In a conversation between Madame Lefranncois and the pharmacist Monsieur Homais, Lefranncois call the pharmacist ungodly for having no religion but Homais disputes this saying, “I do have a religion, my own religion; …Unlike them, I worship God! I believe in the Supreme Being, in a Creator, whoever he may be, I don’t really care, who has put us here on earth to perform our duties as citizens and family men; but I don’t need to go into a church and kiss a silver platter and reach into my pocket to fatten a pack of hambugs who eat better than we do! Because one can honor him just as well in a forest, in a field, or even by gazing up at the ethereal vault, like the ancients. My own God is the God of Socrates, Franklin, Voltaire, and Beranger!” Additionally, they had to throw in a Jew comment: “a mere trifle; but there’s no hurry; whenever you like; we’re not Jews!”
And, what’s an 1800’s novel without some sexism!? Charles says, “only, this afternoon, my wife was a bit upset. Women, you know – the least little thing troubles them! Especially my wife! And one would be wrong to oppose it, since their nervous systems are much more impressionable than ours” as if to say that women are biologically different such that they cannot handle any sort of trauma without having a nervous breakdown or being having fainting spells, which they assume most women of the time do. On page 110, we see Charles speaking to his mother, the Senior Madame Bovary, as they contemplate how to get Emma out of her depression. Madame insists that Emma just needs something to do with her hands, something to keep her busy and feel as though she has some worthwhile things to do during the day. But that wasn’t enough; they had to prevent her from being exposed to such evil and unholy things as books, especially because Emma has no religion and therefore can probably be easily influenced by dark subject matter. For this reason, Madama Bovary had Emma’s library subscription terminated without her knowledge.
Finally, again with the 1800’s, the issue of alcohol consumption comes up and instead of taking the route of “his body, his business,” the apothecary says that “drunkenness ought to be severely dealt with! I’d like to see them list on the door of the town hall, every week, on a special board, the names of all those who have intoxicated themselves with alcohol during the week.”

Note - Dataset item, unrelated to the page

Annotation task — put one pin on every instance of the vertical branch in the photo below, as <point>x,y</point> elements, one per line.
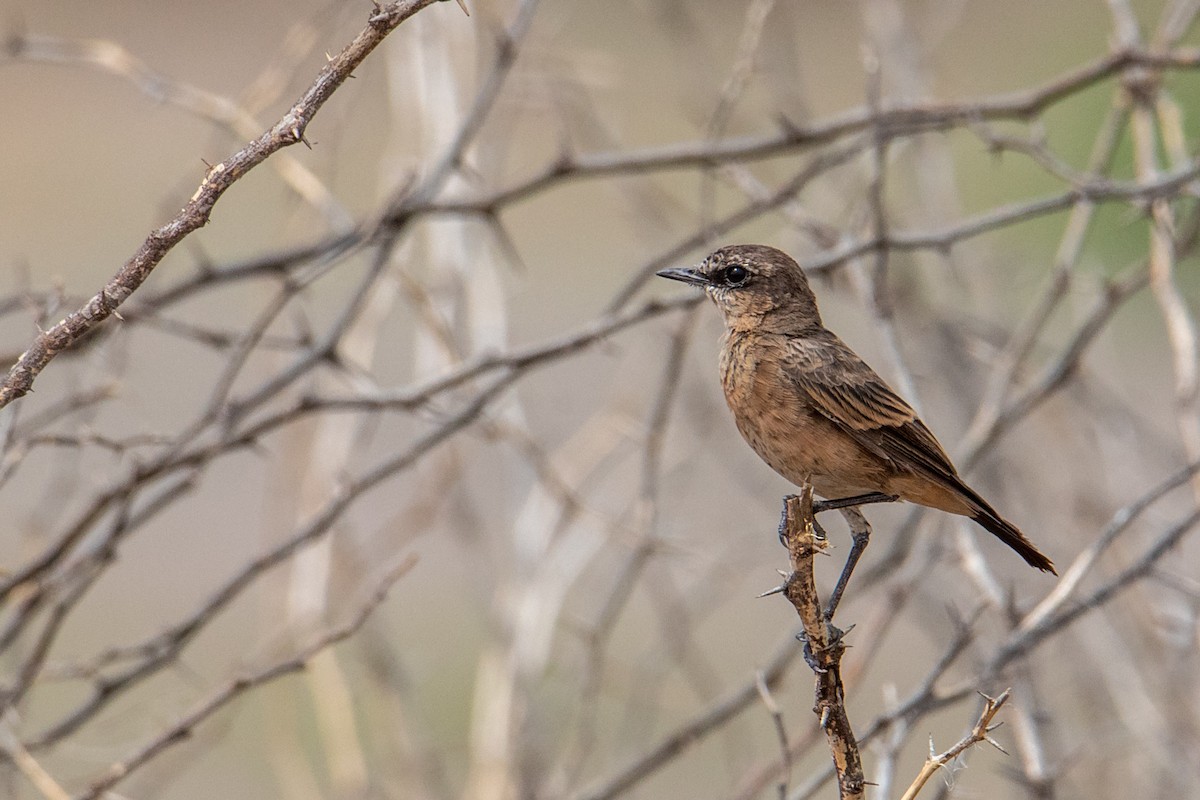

One last thing that struck me but that I don’t have the best explanation for occurred on page 130. Rodolphe is attempting a conversation with Emma in which he explains “that these irresistible attractions had their source in some previous existence.” He goes on to tell her how much she means to him but that he assumes that while he will carry his memories of her everywhere, he will probably be forgotten in her memories when their time together is up. Emma never disputes this argument. During this entire conversation, there are interjections every other line from Monsieur Derozerays’s speech. In order to fully understand what Rodolphe is trying to say, you must read every other line. Is the purpose of this writing style to literally make the reader read between the lines or is it used to show Emma’s disinterest by allowing the speech to come through to steal some of the reader’s attention?

1 comment:

  1. Very interesting questions - please bring it up in class during the discussion!